Spike. Ethan. Mr Trick. Nando's. A story of when Buffy out-cheeked them all.

--

The portal zapped closed and Buffy rolled onto hard, cold stone. She looked up when she found her feet, but above her already was a demon; it was a like a giant wasp, maybe a hornet, flying at her sting-first.

The thing was bigger than her. Ready for anything, though, now she’d landed in this hell dimension, Buffy leapt and swung her scythe.

CLANNNNNNG!

“Ow; holy crap!” It was only as the shock reverberated up her arms that Buffy realised the wasp was a statue, made of metal.

What the…?

Once she’d fallen, back on her toes, Buffy looked up at the thing again. Squinting in the nighttime, she realised it wasn’t even moving. There was just a glow on it; shadows.

It wasn’t buzzing either - the noise was coming from behind it. Cheery, rabbley, not so threatening…

Huh.

She was standing outside a McDonalds. A real live one-step-up from the DMP McDonalds, advertising something called a McChicken Premiere.

As she moved towards it, a group of men fell out of the brown front doors, laughing amongst themselves. Buffy paused. One of them was wearing a white Adidas cap; another a blue Fred Perry polo shirt. Some of them had sodas; fries… They were all wearing sports trousers, which was strange.

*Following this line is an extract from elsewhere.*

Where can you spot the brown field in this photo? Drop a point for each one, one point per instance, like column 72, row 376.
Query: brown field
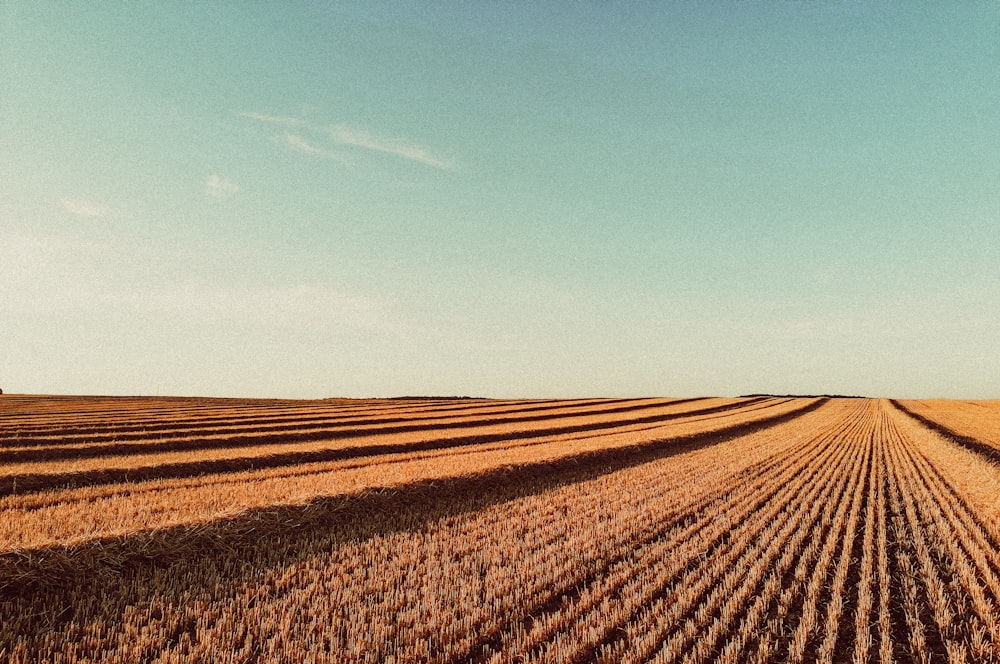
column 754, row 529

The head of the group, in a lime green polo shirt, was waving a flyer around. It was for a nightclub - Vodka Revolution - and Buffy could just make out the address…

Looking around, Buffy realised she was really there. She was in Hell. There was a shopping mall behind her. Waterstones. The Gap. She was in a grimy British high street. She was, apparently, in Watford.

“Hey, lads, what’s this?” Mr. Green started up when he saw her. Buffy blinked, spinning back to face him. She was a little confused to find he was holding out his arms in front of his friends, like he was keeping them back. “Ohhh, steady now…”

A chorus of “Ohhhhhh-ho-hohh!” came from behind him. Buffy raised her scythe and a couple of them broke into titters.

“You all right, buffting?” Mr. Green continued, pinging the T as he moved forward. He was grinning manically, like he’d already turned that vodka one too many times.

It was a little intimidating, but a heck of a lot less than Buffy had been expecting. “Sure,” she said, smiling sweetly back. She didn’t lower her scythe, because she had a mission, after all. “I’m just looking for… D’you know where guys like to hang out around here?”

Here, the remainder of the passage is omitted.